What Is 'The Haunting of Bly Manor' Based On?
Netflix's The Haunting of Hill House was a reimagining of the classic novel by Shirley Jackson, transporting the action into the modern day and focusing its horror narrative on one family's generational trauma. The follow-up series, The Haunting of Bly Manor, is also a psychological ghost story based on a book, although its source material is a little more varied than Hill House. Here's all the details you need to build a Bly Manor reading list.
The series is mainly based on Henry James's 1898 novella The Turn of the Screw, which has been adapted numerous times over the years—most notably by Jack Clayton in his acclaimed 1961 film The Innocents, and most recently by director Floria Sigismondi in this year's The Turning. The Turn of the Screw was initially published in serialized form by Collier's magazine between January and April of 1898. This was very common at the time, and it's the way a lot of iconic British fiction began, including Charles Dickens's first novel The Pickwick Papers and Arthur Conan Doyle's Sherlock Holmes stories.
The Turn of the Screw tells the story of a young, unnamed governess who arrives at a remote manor house in the English countryside, where she's taken a job caring for a newly orphaned brother and sister.
Although she's charmed by the idyllic, bucolic setting of the house and its sprawling grounds, the governess becomes increasingly unsettled as she starts experiencing strange visions and realizes the house is haunted. That synopsis broadly describes at least some of what happens in The Haunting of Bly Manor, although creator Mike Flanagan and his writing team expanded the story and characters significantly, adding a lot of new elements to create a rich nine-episode series.
"The backbone of Turn of the Screw is about children who don’t have a family," Flanagan said on the Bly Manor set earlier this year. "I’m very drawn to stories of family and trauma, and this is kind of about an improvised family, a family that is pulling itself together. There is trauma, but it’s not that kind of existential trauma that we dealt with in the first season."
Flanagan & co. also drew on source material beyond The Turn of the Screw—in fact, there are references to numerous Henry James works in the show, and every episode is named after one of his short stories.
“One of the unique things about this season is that while we’re using The Turn of the Screw as kind of the backbone of it, we’re also digging into all of the other Henry James ghost stories,” Flanagan said. “Turn of the Screw’s been adapted so many times that it’s really hard to make that feel fresh, but once we opened it up to the rest of his work, and a lot of it that’s never been adapted, there’s just a lot more to pull from.”
Without spoiling anything specific about the season, there are a few James short stories that are particularly important to the story. One is The Romance of Certain Old Clothes, which tells the story of two sisters whose romantic rivalry spirals into otherworldly tragedy. Another is The Beast in the Jungle, which follows a man who is overwhelmed by a feeling of doom, certain that his life is fated to end in a catastrophe. And the third is The Jolly Corner, which centers on a man who returns to his childhood home and finds it haunted by his alter ego—a physical manifestation of the man he could have been if he had made different choices.

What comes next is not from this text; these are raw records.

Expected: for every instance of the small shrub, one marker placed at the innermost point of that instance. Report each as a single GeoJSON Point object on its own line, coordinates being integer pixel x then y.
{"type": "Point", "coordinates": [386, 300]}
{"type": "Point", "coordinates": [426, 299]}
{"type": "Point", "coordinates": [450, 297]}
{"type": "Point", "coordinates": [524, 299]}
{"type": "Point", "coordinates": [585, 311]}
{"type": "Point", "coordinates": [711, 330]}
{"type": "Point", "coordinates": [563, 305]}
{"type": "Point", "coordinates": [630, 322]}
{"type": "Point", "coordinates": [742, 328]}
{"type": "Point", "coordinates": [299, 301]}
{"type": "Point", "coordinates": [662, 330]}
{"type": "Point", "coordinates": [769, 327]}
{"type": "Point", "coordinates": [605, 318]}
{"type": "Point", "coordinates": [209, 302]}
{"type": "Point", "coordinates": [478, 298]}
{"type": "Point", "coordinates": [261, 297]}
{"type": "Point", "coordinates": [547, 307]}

"You can really see the seeds that Henry James planted that then rippled throughout horror fiction," Flanagan said of digging back through the James canon for the new season. "Shirley Jackson was clearly inspired quite a bit by Henry James, and Stephen King was inspired by Shirley Jackson. It’s been really cool to go all the way back to the beginning, and be able to identify these threads that have been with the genre ever since."